Ewan Delanoy on Tue, 26 Aug 2025 15:29:16 +0200


[Date Prev] [Date Next] [Thread Prev] [Thread Next] [Date Index] [Thread Index]

Re: Problem with storage of large data


Dear Aurel,

>You should
>1/ use readvec for large data
>2/ not perform operations in data files (in particular, do not store polynomials as sums of products coef * x^i)

Indeed, that is very helpful, thanks a lot !

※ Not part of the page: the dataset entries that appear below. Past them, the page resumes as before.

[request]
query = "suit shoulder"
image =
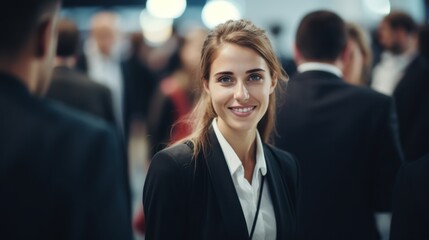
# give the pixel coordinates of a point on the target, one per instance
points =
(179, 155)
(370, 93)
(285, 158)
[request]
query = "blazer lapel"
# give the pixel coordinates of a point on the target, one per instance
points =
(279, 197)
(229, 203)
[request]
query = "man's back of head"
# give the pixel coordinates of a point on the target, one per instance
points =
(321, 36)
(62, 173)
(16, 31)
(28, 42)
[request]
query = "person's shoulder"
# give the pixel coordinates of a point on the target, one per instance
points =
(180, 155)
(283, 157)
(367, 95)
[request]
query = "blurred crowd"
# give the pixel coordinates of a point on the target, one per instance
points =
(146, 90)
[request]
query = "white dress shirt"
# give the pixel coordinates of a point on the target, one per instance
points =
(248, 194)
(387, 74)
(317, 66)
(107, 71)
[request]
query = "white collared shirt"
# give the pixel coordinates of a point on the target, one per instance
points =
(387, 74)
(248, 194)
(311, 66)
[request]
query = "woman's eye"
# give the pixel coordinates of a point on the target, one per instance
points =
(225, 79)
(254, 77)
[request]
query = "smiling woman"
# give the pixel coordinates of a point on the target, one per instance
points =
(224, 181)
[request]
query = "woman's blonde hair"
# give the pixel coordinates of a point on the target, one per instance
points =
(245, 34)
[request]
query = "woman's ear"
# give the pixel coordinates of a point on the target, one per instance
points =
(273, 83)
(206, 86)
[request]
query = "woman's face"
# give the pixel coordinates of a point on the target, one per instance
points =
(354, 66)
(239, 86)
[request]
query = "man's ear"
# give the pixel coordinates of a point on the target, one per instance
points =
(347, 52)
(43, 37)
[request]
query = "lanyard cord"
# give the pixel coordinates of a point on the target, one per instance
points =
(257, 208)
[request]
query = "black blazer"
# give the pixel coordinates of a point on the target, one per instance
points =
(61, 172)
(345, 138)
(410, 219)
(77, 90)
(196, 199)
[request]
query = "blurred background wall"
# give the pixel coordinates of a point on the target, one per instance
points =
(278, 17)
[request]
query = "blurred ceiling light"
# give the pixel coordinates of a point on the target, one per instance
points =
(219, 11)
(156, 31)
(381, 7)
(166, 8)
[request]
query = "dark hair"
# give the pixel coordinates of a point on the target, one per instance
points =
(423, 40)
(68, 38)
(321, 35)
(18, 20)
(397, 20)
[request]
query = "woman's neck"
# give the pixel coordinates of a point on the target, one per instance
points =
(244, 145)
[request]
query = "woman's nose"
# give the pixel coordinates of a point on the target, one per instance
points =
(241, 93)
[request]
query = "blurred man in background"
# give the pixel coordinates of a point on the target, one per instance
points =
(61, 173)
(344, 137)
(397, 35)
(73, 87)
(102, 60)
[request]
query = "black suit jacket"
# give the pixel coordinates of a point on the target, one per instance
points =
(345, 139)
(61, 173)
(411, 98)
(410, 219)
(77, 90)
(196, 199)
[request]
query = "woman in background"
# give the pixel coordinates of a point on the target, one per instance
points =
(357, 69)
(224, 181)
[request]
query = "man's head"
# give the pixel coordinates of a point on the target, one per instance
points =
(105, 31)
(68, 39)
(28, 41)
(321, 37)
(396, 32)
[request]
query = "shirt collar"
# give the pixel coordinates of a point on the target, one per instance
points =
(310, 66)
(232, 160)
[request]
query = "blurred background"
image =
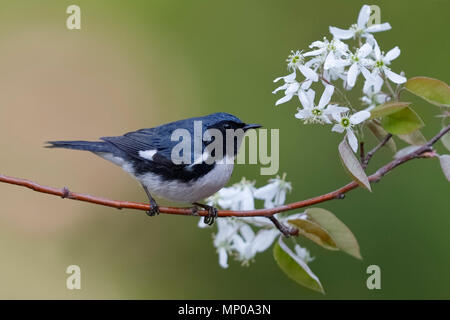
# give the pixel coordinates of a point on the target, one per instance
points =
(138, 64)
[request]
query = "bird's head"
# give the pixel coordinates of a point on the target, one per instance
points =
(223, 121)
(231, 128)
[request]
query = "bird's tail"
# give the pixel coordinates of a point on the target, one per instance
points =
(96, 146)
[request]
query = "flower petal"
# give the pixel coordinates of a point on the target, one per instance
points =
(379, 27)
(302, 114)
(392, 54)
(284, 99)
(304, 100)
(352, 141)
(330, 61)
(333, 108)
(364, 50)
(314, 52)
(359, 117)
(339, 33)
(337, 127)
(394, 77)
(352, 74)
(306, 84)
(308, 73)
(223, 258)
(363, 17)
(283, 87)
(326, 96)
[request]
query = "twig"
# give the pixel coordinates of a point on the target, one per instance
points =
(424, 151)
(361, 151)
(285, 230)
(370, 154)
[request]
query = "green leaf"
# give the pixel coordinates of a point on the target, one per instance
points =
(295, 268)
(339, 232)
(314, 232)
(402, 122)
(352, 165)
(407, 150)
(446, 140)
(445, 165)
(414, 138)
(380, 134)
(387, 108)
(434, 91)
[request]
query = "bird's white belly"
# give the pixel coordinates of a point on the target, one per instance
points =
(190, 191)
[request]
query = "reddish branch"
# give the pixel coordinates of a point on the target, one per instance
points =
(425, 151)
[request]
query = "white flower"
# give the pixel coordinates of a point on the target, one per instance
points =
(346, 123)
(274, 193)
(372, 97)
(330, 52)
(360, 29)
(359, 63)
(237, 197)
(383, 60)
(294, 59)
(291, 87)
(320, 113)
(324, 47)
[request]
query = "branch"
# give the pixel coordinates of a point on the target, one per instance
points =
(366, 159)
(425, 151)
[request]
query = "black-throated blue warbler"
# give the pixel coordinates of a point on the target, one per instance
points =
(147, 154)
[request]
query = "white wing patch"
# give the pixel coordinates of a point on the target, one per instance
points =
(147, 154)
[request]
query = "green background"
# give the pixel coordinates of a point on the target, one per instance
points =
(137, 64)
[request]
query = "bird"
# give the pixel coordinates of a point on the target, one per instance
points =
(150, 156)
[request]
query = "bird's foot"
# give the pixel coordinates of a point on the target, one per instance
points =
(212, 212)
(154, 209)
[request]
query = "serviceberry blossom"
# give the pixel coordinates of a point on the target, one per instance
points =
(329, 49)
(361, 28)
(291, 87)
(347, 122)
(243, 238)
(358, 64)
(373, 97)
(382, 61)
(320, 113)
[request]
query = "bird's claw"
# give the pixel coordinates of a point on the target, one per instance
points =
(210, 217)
(154, 210)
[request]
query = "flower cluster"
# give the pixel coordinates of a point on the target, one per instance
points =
(243, 238)
(330, 61)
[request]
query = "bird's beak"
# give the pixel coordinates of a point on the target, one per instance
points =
(251, 126)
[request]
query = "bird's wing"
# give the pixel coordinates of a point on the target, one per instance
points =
(137, 142)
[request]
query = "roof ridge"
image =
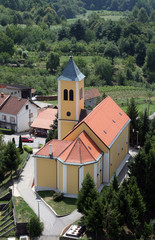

In my case, the data took a few secs to be written and a minute to be read (as you say, this comes probably from reducing the fractions and copying).
For the record, here is the code I wrote, inspired by your suggestions :


store_list_of_univariates_in_readvec_form(list_of_polys,vaar,common_degree,filename_prefix)={
   my(file_for_numers,file_for_denoms,common_size,poly,coeff);
   file_for_numers=concat(filename_prefix,"_numerators");
   file_for_denoms=concat(filename_prefix,"_denominators");
   common_size=common_degree+1;
   for(j=1,length(list_of_polys),\
   poly=list_of_polys[j];\
   for(k=1,common_size,\
   coeff=simplify(polcoeff(poly,common_size-k,vaar));\
   write(file_for_numers,numerator(coeff));\
   write(file_for_denoms,denominator(coeff));\
   ););
}

retrieve_list_of_univariates_using_readvec(vaar,common_degree,filename_prefix)={
   my(file_for_numers,file_for_denoms,numers,denoms,nbr_of_coeffs,coeffs,\
   nbr_of_polys,common_size);
   file_for_numers=concat(filename_prefix,"_numerators");
   file_for_denoms=concat(filename_prefix,"_denominators");
   numers=readvec(file_for_numers);
   denoms=readvec(file_for_denoms);
   nbr_of_coeffs=length(numers);
   coeffs=vector(nbr_of_coeffs,j,numers[j]/denoms[j]);
   nbr_of_polys=nbr_of_coeffs/(common_degree+1);
   common_size=common_degree+1;
   return(vector(nbr_of_polys,j,Pol(coeffs[(j-1)*common_size+1..j*common_size],vaar)));
}



/*

Test on a very small example

original_list=[Pol([5/6,-2/3,7,11,-1/57],x),Pol([8,1],x),Pol([2,-1,0,0,0],x)]
store_list_of_univariates_in_readvec_form(original_list,x,4,"amy");
retrieved_list=retrieve_list_of_univariates_using_readvec(x,4,"amy");
compare_lists=(retrieved_list==original_list)


*/

---- On Mon, 25 Aug 2025 11:59:17 +0200 Aurel Page <aurel.page@normalesup.org> wrote ---

Dear E.D.,

You should
1/ use readvec for large data
2/ not perform operations in data files (in particular, do not store polynomials as sums of products coef * x^i)

Example:

\\fake data
nbpol = 700;
dgpol = 71;
lgpol = dgpol+1;
ncoefs = nbpol*lgpol;
vN = vector(ncoefs,i,random(10^10000));
vD = vector(ncoefs,i,random(10^10000));
for(i=1,ncoefs,write("fileN",vN[i]));
for(i=1,ncoefs,write("fileD",vD[i]));

\\read data
vN = readvec("fileN");
vD = readvec("fileD");
vrat = vector(ncoefs,i,vN[i]/vD[i]);
vpol = vector(nbpol,i,Pol(vrat[lgpol*(i-1)+1 .. lgpol*i]));

\\basic sanity check
Set(apply(poldegree,vpol))

Maybe a file in readvec format with each line being Pol([ list of coefficients as rational numbers ]) would also be ok, I have not tried.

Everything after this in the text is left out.